Currency risk The risk that the value of a portfolio's investments may be negatively affected by changes in foreign currency exchange rates.
Forward foreign currency risk The use of forward foreign currency exchange contracts may substantially change a fund's exposure to currency exchange rates and could result in losses to the fund if currencies do not perform as the Manager expects. The use of these investments as a hedging technique to reduce a fund's exposure to currency risks may also reduce its ability to benefit from favorable changes in currency exchange rates.
Foreign government/
supranational securities risk
The risk that a foreign government or government-related issuer may be unable to make timely payments on its external debt obligations.
Derivatives risk Derivatives contracts, such as options, futures, and swaps, may involve additional expenses (such as the payment of premiums) and are subject to significant loss if a security or a securities index to which a derivatives contract is associated moves in the opposite direction from what the portfolio manager anticipated. Derivatives contracts are also subject to the risk that the counterparty may fail to perform its obligations under the contract due to financial difficulties (such as a bankruptcy or reorganization).
Liquidity risk The possibility that securities cannot be readily sold within seven days at approximately the price at which a portfolio has valued them.
Investments not guaranteed by
Delaware Management Company
(Manager) or its affiliates
Neither the Manager nor its affiliates noted in this document are authorized deposit-taking institutions for the purposes of the Banking Act 1959 (Commonwealth of Australia). The obligations of these entities do not represent deposits or other liabilities of Macquarie Bank Limited (MBL). MBL does not guarantee or otherwise provide assurance in respect of the obligations of these entities, unless noted otherwise.


How has The Core Plus Fixed Income Portfolio performed?
The bar chart and table below provide some indication of the risks of investing in the Portfolio by showing changes in the Portfolio's performance from year to year and by showing how the Portfolio's average annual total returns for the 1-, 5-, and 10-year periods compare with those of a broad measure of market performance. The Portfolio's past performance (before and after taxes) is not necessarily an indication of how it will perform in the future. The returns reflect any expense caps in effect during these periods. The returns would be lower without the expense caps. You may obtain the Portfolio's most recently available month-end performance by calling 800 231-8002 or by visiting our website at delawareinvestments.com/institutional.

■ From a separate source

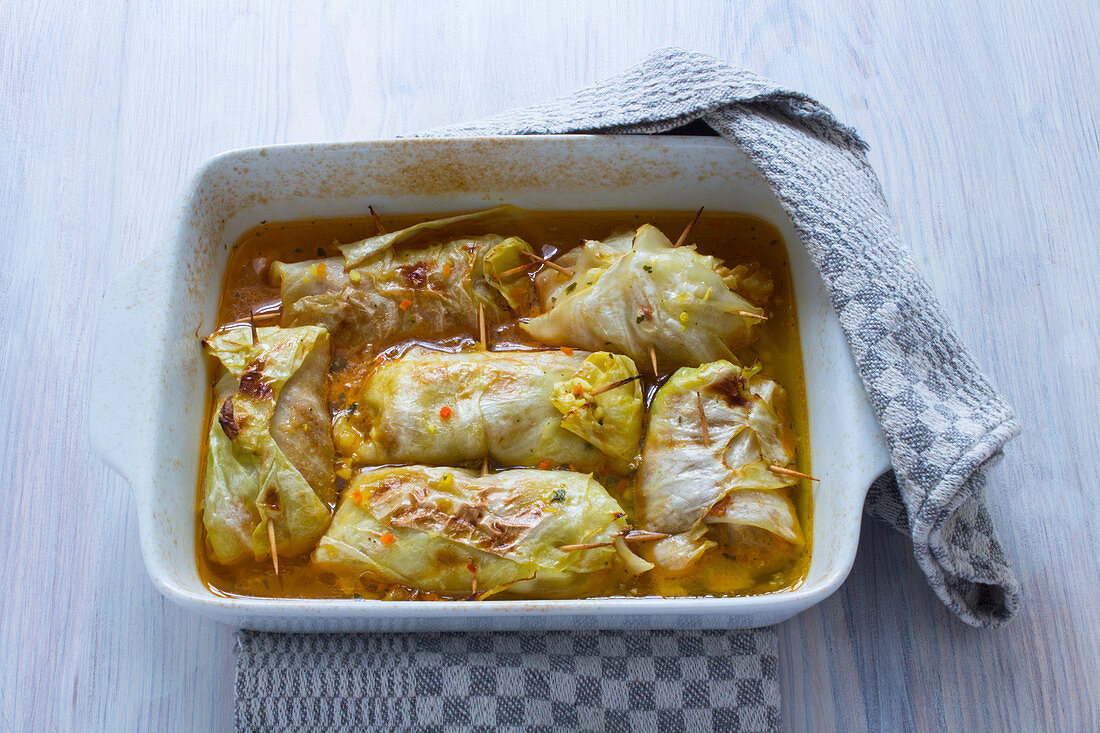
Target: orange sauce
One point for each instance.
(734, 238)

Year-by-year total return (The Core Plus Fixed Income Portfolio)
Bar Chart
During the periods illustrated in this bar chart, The Core Plus Fixed Income Portfolio's highest quarterly return was 9.22% for the quarter ended Sept. 30, 2009 and its lowest quarterly return was -2.84% for the quarter ended June 30, 2013.

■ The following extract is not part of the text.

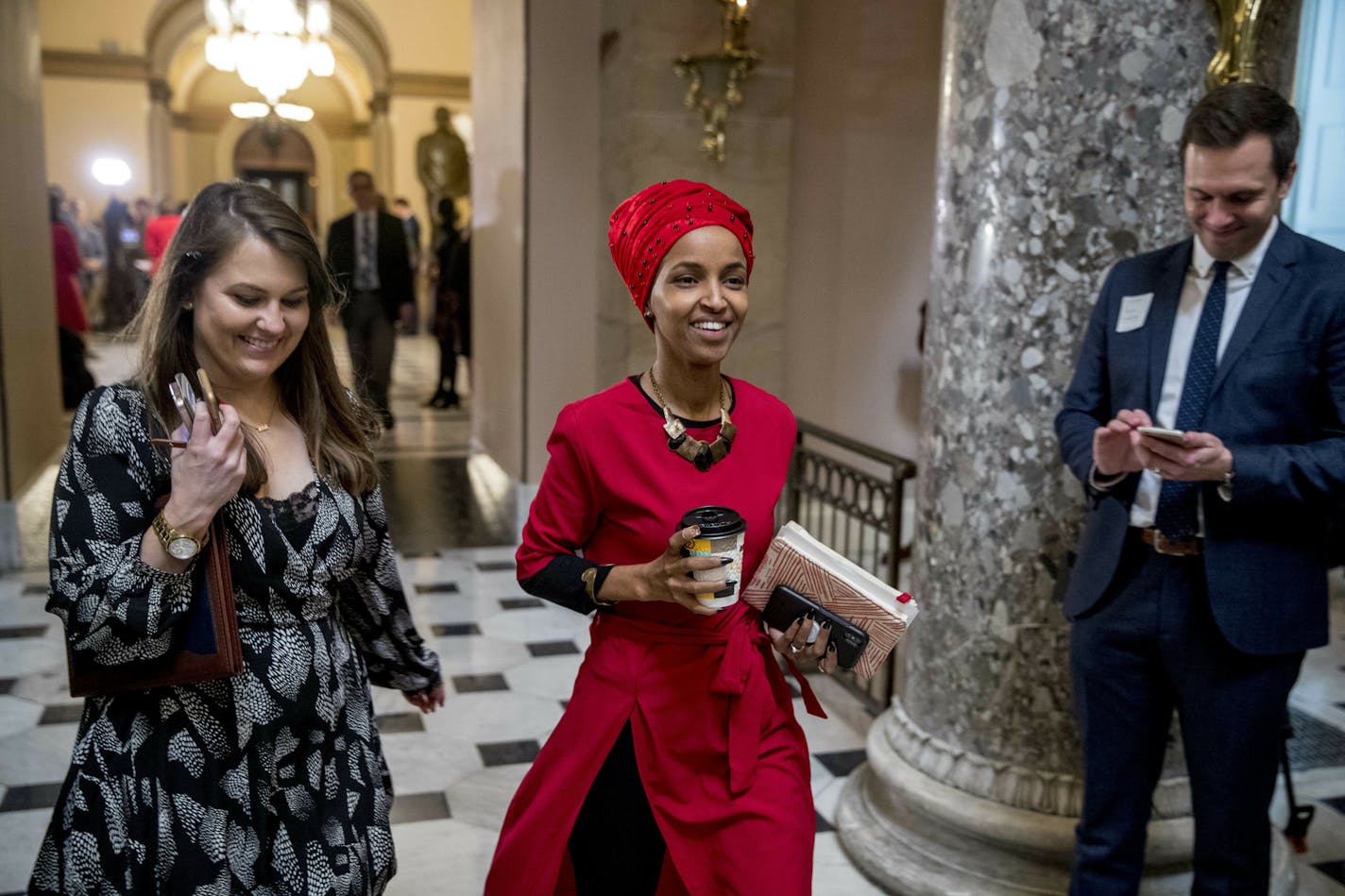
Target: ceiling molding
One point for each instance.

Average annual total returns for periods ended December 31, 2015
Average Annual Total Returns - Equity Oriented or Fixed Income Oriented Funds - The Core Plus Fixed Income Portfolio
1 Year
5 Years
10 Years
DPT CLASS (0.17%) 3.72% 5.58%
DPT CLASS | After Taxes on Distributions (1.16%) 2.66% 3.89%
DPT CLASS | After Taxes on Distributions and sale of Portfolio shares (0.10%) 2.44% 3.68%
Barclays U.S. Aggregate Index 0.55% 3.25% 4.51%

Actual after-tax returns depend on the investor's individual tax situation and may differ from the returns shown. After-tax returns are not relevant for shares held in tax-deferred investment vehicles such as employer-sponsored 401(k) plans and individual retirement accounts (IRAs). The after-tax returns shown are calculated using the highest individual federal marginal income tax rates in effect during the Portfolio's lifetime and do not reflect the impact of state and local taxes.